Le jour de l'Assomption, avaient lieu la procession et la bénédiction en mer des barques des pêcheurs et de leurs équipages. Tous les bateaux, surchargés à couler d'Arzewiens et de "touristes pèlerins", suivaient, au plus près, la voiture amphibie de la Base navale transportant la statue de la Sainte Patronne d' Arzew, notre curé, les enfants de choeur et les "enfants de Marie". Tous ces fidèles embarqués unissaient leurs voix en chantant, avec ferveur, un émouvant Ave Maria dont les couplets se succédaient pendant tout le temps que durait la cérémonie.
Et le soir même, clôturant ces quatre jours de liesse populaire, un incomparable feu d'artifice éclatait dans le ciel, et ses reflets sur les eaux du port, augmentaient encore sa magnificence, offrant à une assistance émerveillée, un spectacle qu'elle ovationnait et applaudissait à tout rompre, depuis la plage où elle s'était agglutinée. C'était fini, nos visiteurs nous quittaient dès le lendemain, et la vie reprenait son cours normal. Arzew se réveillait, encore tout étourdi, mais fier d'avoir été pendant ces quatre jours, le "centre de notre petit monde"...

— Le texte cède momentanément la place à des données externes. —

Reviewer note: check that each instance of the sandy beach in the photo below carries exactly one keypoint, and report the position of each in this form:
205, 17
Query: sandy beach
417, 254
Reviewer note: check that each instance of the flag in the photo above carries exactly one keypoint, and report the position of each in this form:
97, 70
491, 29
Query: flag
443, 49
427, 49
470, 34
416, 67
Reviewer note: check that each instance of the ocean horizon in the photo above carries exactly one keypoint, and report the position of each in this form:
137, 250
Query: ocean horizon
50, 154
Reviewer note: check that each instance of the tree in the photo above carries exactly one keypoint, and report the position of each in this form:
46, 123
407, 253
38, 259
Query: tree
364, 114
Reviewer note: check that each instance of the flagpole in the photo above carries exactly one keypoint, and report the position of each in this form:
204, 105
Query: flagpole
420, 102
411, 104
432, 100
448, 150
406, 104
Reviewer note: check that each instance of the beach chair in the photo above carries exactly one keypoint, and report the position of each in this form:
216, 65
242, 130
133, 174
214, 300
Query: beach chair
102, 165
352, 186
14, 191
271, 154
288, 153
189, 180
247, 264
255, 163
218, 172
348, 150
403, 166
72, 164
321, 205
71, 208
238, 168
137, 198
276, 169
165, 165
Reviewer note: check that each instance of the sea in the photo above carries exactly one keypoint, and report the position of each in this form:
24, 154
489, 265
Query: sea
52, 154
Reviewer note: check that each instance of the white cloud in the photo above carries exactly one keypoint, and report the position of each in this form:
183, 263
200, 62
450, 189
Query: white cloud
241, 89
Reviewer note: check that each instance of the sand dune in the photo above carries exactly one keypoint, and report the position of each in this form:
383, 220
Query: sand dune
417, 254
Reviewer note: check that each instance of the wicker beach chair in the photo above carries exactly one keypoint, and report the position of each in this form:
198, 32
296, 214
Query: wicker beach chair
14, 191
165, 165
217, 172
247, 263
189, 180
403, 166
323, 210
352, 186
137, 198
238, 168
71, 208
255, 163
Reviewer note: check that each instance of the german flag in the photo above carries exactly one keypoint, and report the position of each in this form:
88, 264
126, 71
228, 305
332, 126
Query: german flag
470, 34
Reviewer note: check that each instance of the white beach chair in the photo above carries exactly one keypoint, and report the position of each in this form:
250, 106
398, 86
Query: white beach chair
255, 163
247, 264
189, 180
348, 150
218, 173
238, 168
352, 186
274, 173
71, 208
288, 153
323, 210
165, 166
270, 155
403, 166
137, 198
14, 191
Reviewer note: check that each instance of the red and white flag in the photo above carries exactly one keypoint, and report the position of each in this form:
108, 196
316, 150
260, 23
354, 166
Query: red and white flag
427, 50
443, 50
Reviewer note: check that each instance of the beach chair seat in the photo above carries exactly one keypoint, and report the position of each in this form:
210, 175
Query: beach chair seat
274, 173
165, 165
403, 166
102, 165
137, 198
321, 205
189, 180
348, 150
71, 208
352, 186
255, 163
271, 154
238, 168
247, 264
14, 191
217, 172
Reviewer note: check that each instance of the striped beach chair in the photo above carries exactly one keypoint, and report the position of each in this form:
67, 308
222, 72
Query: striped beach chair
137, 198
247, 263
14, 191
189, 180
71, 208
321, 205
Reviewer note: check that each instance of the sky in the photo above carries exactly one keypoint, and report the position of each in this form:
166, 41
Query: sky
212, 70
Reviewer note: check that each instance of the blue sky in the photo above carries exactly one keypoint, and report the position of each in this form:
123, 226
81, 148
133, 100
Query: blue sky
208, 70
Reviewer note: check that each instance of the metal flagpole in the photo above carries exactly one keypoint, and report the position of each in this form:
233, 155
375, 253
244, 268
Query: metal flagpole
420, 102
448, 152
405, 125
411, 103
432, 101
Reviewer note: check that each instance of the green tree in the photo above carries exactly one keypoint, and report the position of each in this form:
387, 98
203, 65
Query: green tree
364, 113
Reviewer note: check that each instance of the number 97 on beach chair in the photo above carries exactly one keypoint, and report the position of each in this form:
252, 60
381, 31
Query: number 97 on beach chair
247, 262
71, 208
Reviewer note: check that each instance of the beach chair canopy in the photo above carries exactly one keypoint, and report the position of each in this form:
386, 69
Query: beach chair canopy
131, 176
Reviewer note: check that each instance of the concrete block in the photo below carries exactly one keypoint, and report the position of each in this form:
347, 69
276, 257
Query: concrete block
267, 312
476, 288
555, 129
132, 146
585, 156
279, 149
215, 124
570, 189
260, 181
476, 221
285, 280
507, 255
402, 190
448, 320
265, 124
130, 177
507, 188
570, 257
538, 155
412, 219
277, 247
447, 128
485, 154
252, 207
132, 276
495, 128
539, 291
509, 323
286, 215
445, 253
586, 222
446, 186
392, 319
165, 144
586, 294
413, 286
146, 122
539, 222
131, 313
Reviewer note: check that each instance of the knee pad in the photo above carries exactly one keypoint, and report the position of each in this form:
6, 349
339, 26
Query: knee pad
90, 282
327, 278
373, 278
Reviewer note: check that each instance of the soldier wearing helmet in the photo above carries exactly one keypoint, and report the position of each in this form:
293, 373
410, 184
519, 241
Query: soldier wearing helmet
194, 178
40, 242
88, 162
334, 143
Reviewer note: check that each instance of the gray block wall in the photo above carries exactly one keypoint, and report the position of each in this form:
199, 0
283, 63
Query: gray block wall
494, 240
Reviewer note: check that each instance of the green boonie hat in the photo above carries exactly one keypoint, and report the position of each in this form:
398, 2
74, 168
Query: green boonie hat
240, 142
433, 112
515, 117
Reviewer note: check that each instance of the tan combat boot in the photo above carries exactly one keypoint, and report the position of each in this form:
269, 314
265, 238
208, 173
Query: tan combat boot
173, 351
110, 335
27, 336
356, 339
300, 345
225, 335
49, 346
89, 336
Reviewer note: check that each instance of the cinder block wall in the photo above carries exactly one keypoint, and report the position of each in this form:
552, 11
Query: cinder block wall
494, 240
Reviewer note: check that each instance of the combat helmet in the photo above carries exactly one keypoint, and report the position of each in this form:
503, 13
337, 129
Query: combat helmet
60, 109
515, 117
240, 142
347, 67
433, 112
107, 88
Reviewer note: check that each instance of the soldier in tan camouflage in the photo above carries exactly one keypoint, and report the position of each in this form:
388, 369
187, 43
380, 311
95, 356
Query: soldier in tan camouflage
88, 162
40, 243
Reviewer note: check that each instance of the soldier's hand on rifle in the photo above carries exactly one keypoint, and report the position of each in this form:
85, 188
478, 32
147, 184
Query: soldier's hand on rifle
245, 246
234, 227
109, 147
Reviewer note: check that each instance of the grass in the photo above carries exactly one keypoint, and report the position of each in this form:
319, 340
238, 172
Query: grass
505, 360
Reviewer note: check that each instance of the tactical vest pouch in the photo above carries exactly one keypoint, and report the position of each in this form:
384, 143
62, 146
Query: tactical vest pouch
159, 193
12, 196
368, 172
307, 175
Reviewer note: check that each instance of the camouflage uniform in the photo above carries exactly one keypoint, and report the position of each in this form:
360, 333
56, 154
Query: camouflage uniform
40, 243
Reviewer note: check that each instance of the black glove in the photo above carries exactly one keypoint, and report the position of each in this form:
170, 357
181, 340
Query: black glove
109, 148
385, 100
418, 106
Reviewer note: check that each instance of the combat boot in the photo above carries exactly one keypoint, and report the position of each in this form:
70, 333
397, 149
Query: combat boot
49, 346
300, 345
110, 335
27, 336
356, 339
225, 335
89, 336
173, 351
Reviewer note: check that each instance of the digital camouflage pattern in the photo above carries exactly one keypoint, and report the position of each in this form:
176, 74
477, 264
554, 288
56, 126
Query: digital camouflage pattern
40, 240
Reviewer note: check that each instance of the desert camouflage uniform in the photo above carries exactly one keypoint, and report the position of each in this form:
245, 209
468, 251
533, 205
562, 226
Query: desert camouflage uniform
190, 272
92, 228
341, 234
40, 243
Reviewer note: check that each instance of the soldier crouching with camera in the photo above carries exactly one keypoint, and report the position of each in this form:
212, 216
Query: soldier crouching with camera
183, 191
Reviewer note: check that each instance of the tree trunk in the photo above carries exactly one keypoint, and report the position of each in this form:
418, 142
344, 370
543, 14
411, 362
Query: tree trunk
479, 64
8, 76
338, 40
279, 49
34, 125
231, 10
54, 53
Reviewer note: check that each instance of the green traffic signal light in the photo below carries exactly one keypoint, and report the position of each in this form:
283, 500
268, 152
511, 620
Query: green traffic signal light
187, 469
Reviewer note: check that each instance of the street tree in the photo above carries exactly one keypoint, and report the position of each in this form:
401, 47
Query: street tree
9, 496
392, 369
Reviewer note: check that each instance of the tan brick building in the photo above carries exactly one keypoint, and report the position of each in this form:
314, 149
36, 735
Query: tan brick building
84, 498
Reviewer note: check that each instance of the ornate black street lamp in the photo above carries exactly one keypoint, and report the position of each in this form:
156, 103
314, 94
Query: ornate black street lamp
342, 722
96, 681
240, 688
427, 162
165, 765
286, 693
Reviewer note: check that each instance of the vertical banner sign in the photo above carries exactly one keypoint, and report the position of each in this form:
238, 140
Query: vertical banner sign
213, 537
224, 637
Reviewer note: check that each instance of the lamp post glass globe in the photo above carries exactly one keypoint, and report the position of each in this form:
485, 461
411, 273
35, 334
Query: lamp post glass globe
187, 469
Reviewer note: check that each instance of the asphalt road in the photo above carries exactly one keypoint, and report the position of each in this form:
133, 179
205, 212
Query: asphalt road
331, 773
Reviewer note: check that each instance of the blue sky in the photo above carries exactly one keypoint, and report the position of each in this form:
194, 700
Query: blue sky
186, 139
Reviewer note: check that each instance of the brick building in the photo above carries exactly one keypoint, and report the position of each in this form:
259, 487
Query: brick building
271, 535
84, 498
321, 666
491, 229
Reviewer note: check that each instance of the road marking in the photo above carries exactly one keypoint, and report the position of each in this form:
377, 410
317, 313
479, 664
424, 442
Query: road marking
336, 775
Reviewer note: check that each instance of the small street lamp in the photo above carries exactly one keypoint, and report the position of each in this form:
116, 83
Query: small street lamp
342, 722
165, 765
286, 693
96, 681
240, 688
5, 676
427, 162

Est-ce que je suis chauvine, de croire encore, après tout ce temps, que ces fêtes étaient ce qu'on faisait de mieux… Toujours est-il, qu'à chaque fois que j'ai eu l'occasion, au hasard de rencontres avec des oraniens auxquels j'apprenais que j'étais arzewienne, je me suis entendue dire: "ah, les fêtes d'Arzew, quel bon souvenir" !!